The effect of treatment group on the resistome as shown as by nMDS at each sampling week. Significance of treatment group was evaluated by PERMANOVA at each time point and the described variance of treatment status is represented by the R2-value and corresponding p-value

Fig. 5
figure 5

The effect of treatment group on the enteric microbiome as shown as by nMDS at each sampling week. Significance of treatment group was evaluated by PERMANOVA at each time point and the described variance of treatment status is represented by the R2-value and corresponding p-value

The microbiome is less affected by antibiotics than the resistome

Having determined the temporal dynamics of resistome transfer, we next hypothesized that a similar effect was present in the taxonomic composition of the enteric microbiome. To address this, we performed 16 S rRNA gene sequencing on the same set of samples and subjected this metataxonomic data to the same multivariate analysis as we did with the ARG-data. First, we observed a large and expected effect of time on the microbiome at 21.7% of explained variance across all samples.
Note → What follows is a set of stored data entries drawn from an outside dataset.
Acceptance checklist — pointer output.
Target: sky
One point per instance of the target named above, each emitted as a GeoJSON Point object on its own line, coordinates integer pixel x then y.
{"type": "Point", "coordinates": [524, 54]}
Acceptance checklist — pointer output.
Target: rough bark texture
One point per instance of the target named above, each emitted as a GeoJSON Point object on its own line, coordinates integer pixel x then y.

In contrast to the resistome, however, only 0.73% of the variance could be attributed to treatment group, although a more substantial and significant effect was observed from the interaction of group and time (R2 = 2.18%, p = 1.5 × 10− 5). Given this interactive effect, we again analysed the metataxonomic data within individual weeks, but observed little effect on the composition of microbiome as a function of treatment group.

Since multivariate analysis failed to show any difference between the microbiomes of Mix-treated and Mix-untreated, we instead investigated whether or not any individual genera might be differentially abundant between these groups. Only a single genus, the Prevotellaceae NK3B31 group, was systematically increased in abundance in the Mix-treated group, highlighting that the microbiome between groups Mix-treated and Mix-untreated was indeed very similar.

Discussion

In this study, we investigated the transfer of ARGs and bacteria between antibiotic treated pigs and their untreated pen mates. Our results clearly suggest that such transfer occurs and that physical separation is needed to avoid transfer of resistant bacteria and/or resistance genes to untreated pigs.

Our observations are in line with previous studies, which have also found an increase in ARGs after in-feed antibiotic treatment [19], and especially noteworthy is how the temporal dynamics have been found by others: Ghanbari et al. used shotgun sequencing to show an increase followed by a decrease of resistance genes after orally administered oxytetracycline [9], an effect lasting at least 21 days which is well in agreement with our data (Fig. 2a) as well as our prior study [16]. Although intramuscular injection of antibiotics would appear to have little effect in the gut, it has been demonstrated that tetracycline injection results in prolonged concentrations in both plasma and faeces, detectable even after 14 days although initial concentrations in plasma were much higher than in faeces [20]. Intramuscular administration of tetracycline provides considerably higher plasma concentration and considerably lower intestinal concentrations of tetracycline than peroral administration although the bioavailability of different tetracyclines differ considerably. Therapeutic concentrations of tetracycline against enterotoxigenic E. coli cannot be expected after parenteral treatment, whereas a general effect on the intestinal microbiome and resistome is evident [24,25,26,27]. Moreover, another study has found that intramuscular administered oxytetracycline in the weaning unit resulted in an elevated number of ARGs measured 2 days after the end of a 5-day tetracycline treatment followed by a reduction at the end of weaning period [21]. Apart from the mere elevation of ARGs in treated animals, a key result was the transfer of a treated phenotype from treated to untreated animals when these were reared in the same pen. Apart from our recent analysis this phenomena in an industrial farm [16], quantitative assessments of such transfer in realistic models remain scarce. Recently, however, a study very similar to ours – although using cockroaches - did indeed confirm our fundamental conclusions, namely that a treated phenotype is actively transferred to an untreated one [28].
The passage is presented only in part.